H. de Veer, Trou-ringh voor het jonge Holland. 3de druk. Leiden, van Doesburgh, 1876.
Er worden steeds minder huwelijken gesloten, zegt men. Knappe jongelui komen er rond voor uit, zonder blikken of blozen, dat zij geen plan hebben om te trouwen, dat een huisgezin een weeldeartikel is dat hun te duur toeschijnt. De lomperds, zij stellen er zelfs eene eer in dat zij zoo wijs zijn. En de jonge dames
| |
| |
doen of 't haar niet aangaat, al zuchten zij er in haar kamer wel eens diep over, dat het geld tegenwoordig zoo duur is; zij gaan nochtans als ziende blinden voort zichzelven steeds kostbaarder te maken; dat wil zeggen, kostbaar als parelen en robijnen, niet kostbaar als die de waarde van robijnen te boven gaan.

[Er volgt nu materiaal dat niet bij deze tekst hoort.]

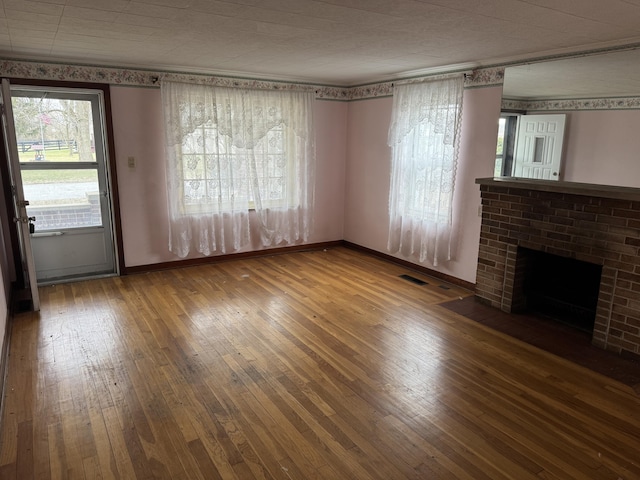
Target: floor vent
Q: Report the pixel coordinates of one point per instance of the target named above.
(415, 280)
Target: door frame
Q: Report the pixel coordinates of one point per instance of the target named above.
(112, 178)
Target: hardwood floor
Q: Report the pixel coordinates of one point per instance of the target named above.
(311, 365)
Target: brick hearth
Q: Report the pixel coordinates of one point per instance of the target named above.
(592, 223)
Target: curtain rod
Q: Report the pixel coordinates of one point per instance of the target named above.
(467, 74)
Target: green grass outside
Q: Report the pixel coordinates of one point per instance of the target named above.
(30, 177)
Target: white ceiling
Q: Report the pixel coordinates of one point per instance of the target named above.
(333, 42)
(614, 74)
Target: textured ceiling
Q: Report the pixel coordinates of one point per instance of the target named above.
(333, 42)
(614, 74)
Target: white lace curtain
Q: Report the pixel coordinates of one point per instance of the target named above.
(229, 151)
(423, 138)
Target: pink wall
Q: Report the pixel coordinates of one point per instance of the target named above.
(603, 147)
(368, 168)
(138, 132)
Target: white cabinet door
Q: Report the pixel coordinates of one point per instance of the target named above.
(538, 151)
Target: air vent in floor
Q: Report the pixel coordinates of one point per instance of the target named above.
(415, 280)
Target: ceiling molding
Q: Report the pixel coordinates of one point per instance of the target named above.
(484, 77)
(571, 104)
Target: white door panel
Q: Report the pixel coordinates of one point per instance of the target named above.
(72, 253)
(538, 151)
(63, 159)
(19, 202)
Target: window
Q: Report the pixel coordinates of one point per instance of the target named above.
(213, 169)
(507, 125)
(423, 136)
(233, 150)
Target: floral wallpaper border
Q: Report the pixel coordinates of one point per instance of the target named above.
(611, 103)
(148, 78)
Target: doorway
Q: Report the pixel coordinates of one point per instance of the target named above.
(64, 165)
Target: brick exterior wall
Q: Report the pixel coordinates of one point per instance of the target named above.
(570, 221)
(52, 217)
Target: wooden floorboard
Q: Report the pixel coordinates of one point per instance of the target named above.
(309, 365)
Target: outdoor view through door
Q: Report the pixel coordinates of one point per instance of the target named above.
(61, 148)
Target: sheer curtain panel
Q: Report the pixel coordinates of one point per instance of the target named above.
(230, 151)
(423, 137)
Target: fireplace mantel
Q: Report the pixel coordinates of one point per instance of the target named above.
(599, 224)
(573, 188)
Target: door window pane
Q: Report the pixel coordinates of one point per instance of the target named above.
(53, 129)
(62, 198)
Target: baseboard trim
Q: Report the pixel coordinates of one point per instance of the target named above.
(225, 258)
(418, 268)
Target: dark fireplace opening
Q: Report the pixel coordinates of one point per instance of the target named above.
(561, 288)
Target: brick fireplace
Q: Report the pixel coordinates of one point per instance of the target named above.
(596, 224)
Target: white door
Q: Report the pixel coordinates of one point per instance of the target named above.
(63, 160)
(538, 151)
(20, 215)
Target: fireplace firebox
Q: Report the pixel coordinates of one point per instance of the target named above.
(524, 220)
(563, 289)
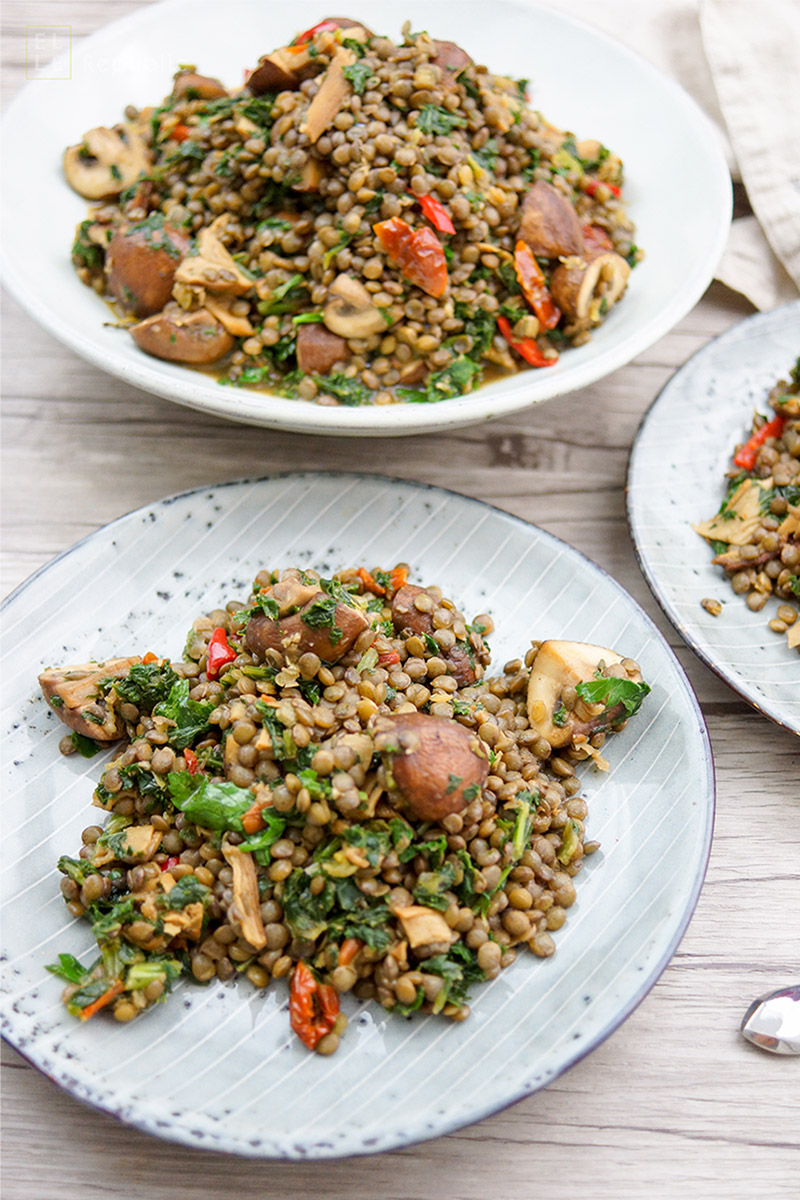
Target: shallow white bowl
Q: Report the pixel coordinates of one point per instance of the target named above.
(678, 185)
(217, 1067)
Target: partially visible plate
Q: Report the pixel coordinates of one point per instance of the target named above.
(612, 95)
(217, 1067)
(677, 477)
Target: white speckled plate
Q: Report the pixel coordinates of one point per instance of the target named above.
(677, 477)
(612, 95)
(217, 1067)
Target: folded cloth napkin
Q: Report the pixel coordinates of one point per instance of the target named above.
(739, 61)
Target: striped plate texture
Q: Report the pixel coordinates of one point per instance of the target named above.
(217, 1066)
(677, 477)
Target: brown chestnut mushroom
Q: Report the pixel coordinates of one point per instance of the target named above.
(190, 85)
(434, 766)
(405, 616)
(349, 311)
(587, 289)
(140, 264)
(322, 627)
(318, 349)
(76, 696)
(451, 59)
(180, 336)
(561, 666)
(107, 161)
(549, 225)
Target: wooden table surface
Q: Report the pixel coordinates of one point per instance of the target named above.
(675, 1102)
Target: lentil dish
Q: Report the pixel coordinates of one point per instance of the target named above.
(756, 533)
(330, 789)
(364, 222)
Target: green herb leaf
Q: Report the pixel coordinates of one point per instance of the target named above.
(612, 691)
(209, 804)
(437, 120)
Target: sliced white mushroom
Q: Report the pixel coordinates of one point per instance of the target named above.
(564, 665)
(107, 161)
(334, 90)
(741, 517)
(587, 291)
(214, 268)
(349, 311)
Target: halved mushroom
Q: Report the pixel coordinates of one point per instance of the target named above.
(214, 268)
(76, 696)
(549, 225)
(283, 70)
(107, 161)
(191, 85)
(557, 671)
(246, 898)
(137, 844)
(451, 59)
(585, 291)
(140, 265)
(180, 336)
(318, 349)
(220, 307)
(334, 90)
(434, 766)
(318, 628)
(349, 311)
(405, 616)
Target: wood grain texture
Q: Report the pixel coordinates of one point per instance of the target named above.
(674, 1102)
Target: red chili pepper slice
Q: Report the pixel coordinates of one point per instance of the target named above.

Zoonlief wordt door mama zelf gewaarschuwd tegen een huwelijk zonder bruidschat; en 's jongens trots komt tegen een huwelijk met geld op en vooral zijn eerlijkheid veracht een huwelijk om 't geld. In die omstandigheden meent hij zichzelf een certificaat van braafheid toe te kennen als hij besluit niet te trouwen. En de bezorgde moeder heeft de voldoening, dat haar zoon uit zuinigheid zich van 't natuurlijkste levensgenot onthoudt en zijn gansche inkomen verteert aan manilla-sigaren, chique clubs, fijne soupeetjes, enz.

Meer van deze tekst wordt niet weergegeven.